94. The removal of all, or part, of the male comb is known as dubbing. The operation is usually performed when the chicks are one day old using sharp scissors. Once chicks are 72 hours or over, the procedure must only be carried out by a veterinary surgeon: this is a requirement of law.
95. The origins of this practice date back many years. It was first carried out to avoid damage to the comb by other birds, house fittings or from frost bite in open, cold environments. The industry has moved on and most males are now kept in well designed facilities where frost bite is not possible. Indeed, we were told that very few rearing companies in the UK now require chicks to be dubbed. However, we understand that it is more common for some overseas customers to request dubbed chicks but largely, it would appear, for reasons of habit, and we do not accept that this is necessary.
96. There are two distinct advantages from retention of the comb. First, in hot climates the comb helps the male to control its body temperature more efficiently.
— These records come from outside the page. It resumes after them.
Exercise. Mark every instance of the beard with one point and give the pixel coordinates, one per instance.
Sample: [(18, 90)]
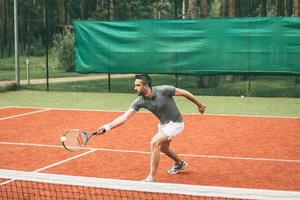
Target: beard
[(140, 93)]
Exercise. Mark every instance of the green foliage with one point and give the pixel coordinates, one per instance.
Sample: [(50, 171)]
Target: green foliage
[(37, 48), (64, 50)]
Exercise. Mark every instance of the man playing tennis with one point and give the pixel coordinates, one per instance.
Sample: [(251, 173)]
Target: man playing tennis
[(159, 100)]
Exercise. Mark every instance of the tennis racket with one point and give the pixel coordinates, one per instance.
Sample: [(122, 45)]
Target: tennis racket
[(75, 139)]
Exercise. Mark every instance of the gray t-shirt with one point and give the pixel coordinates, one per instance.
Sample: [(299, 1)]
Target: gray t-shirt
[(161, 104)]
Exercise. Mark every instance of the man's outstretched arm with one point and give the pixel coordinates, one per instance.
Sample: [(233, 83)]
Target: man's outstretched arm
[(192, 98), (117, 122)]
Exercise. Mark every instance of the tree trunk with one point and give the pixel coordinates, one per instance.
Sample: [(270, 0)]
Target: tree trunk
[(224, 8), (206, 81), (297, 14), (279, 8), (203, 8), (192, 9), (111, 9), (263, 8), (82, 9), (288, 11), (61, 15)]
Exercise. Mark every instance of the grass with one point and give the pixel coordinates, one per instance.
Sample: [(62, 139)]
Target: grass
[(260, 86), (37, 69), (121, 101)]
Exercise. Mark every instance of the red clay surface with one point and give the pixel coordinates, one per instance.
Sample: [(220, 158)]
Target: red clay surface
[(247, 140)]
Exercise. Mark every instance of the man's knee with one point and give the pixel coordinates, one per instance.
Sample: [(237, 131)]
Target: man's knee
[(164, 148)]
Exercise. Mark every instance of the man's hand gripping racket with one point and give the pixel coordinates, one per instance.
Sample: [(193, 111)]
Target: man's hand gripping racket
[(76, 139)]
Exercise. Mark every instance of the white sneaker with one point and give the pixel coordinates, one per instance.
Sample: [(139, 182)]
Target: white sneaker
[(149, 179), (177, 167)]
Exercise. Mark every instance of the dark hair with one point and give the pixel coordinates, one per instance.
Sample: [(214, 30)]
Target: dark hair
[(145, 77)]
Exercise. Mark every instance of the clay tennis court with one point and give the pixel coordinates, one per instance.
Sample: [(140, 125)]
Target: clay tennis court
[(226, 151)]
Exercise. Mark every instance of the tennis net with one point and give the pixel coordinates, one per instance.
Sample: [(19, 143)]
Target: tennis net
[(31, 185)]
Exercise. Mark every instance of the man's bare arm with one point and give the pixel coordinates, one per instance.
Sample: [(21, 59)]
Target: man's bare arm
[(192, 98)]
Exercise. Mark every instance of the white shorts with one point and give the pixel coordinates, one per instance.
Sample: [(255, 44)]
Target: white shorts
[(171, 129)]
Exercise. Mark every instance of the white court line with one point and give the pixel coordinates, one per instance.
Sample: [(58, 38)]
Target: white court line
[(157, 187), (24, 114), (54, 164), (122, 111), (146, 152), (5, 107)]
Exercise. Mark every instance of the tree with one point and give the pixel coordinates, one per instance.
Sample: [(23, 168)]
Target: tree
[(297, 14), (263, 8), (206, 81)]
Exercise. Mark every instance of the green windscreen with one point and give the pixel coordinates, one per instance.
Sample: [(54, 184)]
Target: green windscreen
[(200, 46)]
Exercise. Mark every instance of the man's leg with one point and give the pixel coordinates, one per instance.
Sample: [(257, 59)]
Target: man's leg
[(156, 143), (166, 149)]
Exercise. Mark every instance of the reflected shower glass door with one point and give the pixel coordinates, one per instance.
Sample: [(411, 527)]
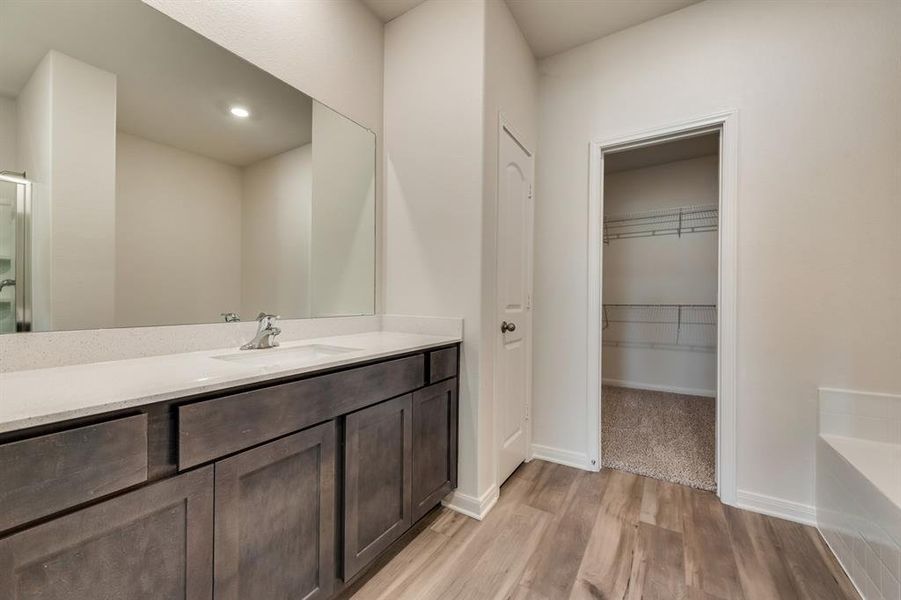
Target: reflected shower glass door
[(15, 309)]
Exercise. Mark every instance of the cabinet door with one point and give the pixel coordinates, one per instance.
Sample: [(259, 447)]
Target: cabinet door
[(155, 542), (378, 462), (275, 519), (434, 445)]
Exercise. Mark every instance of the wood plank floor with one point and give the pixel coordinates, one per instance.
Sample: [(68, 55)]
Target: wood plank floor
[(559, 533)]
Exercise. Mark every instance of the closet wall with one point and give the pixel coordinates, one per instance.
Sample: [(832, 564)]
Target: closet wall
[(667, 269)]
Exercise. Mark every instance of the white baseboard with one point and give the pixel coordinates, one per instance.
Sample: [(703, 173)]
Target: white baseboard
[(569, 458), (637, 385), (472, 506), (777, 507)]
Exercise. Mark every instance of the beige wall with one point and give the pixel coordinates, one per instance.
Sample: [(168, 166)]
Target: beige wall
[(662, 270), (817, 87), (275, 235), (450, 67), (178, 235), (434, 105), (8, 133), (342, 259)]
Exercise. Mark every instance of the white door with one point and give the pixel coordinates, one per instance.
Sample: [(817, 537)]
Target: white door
[(514, 319)]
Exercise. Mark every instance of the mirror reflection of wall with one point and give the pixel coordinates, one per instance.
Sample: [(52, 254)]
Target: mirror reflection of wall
[(171, 180)]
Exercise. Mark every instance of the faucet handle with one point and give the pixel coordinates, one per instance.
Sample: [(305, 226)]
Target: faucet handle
[(266, 320)]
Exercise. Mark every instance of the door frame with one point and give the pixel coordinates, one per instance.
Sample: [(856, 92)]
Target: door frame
[(726, 122), (504, 125)]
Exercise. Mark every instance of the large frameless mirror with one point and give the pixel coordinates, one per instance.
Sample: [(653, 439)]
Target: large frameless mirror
[(151, 177)]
Second, in separate-sex feeding systems the comb helps to exclude males from female feeders due to the larger size of the head.
97. We conclude that removal of the comb offers no welfare advantages to offset the disturbance caused by the procedure and believe the practice should be phased out.
98. The dubbing of broiler breeders should be discontinued. The primary breeding companies should be encouraged to educate their customers that this practice is not necessary.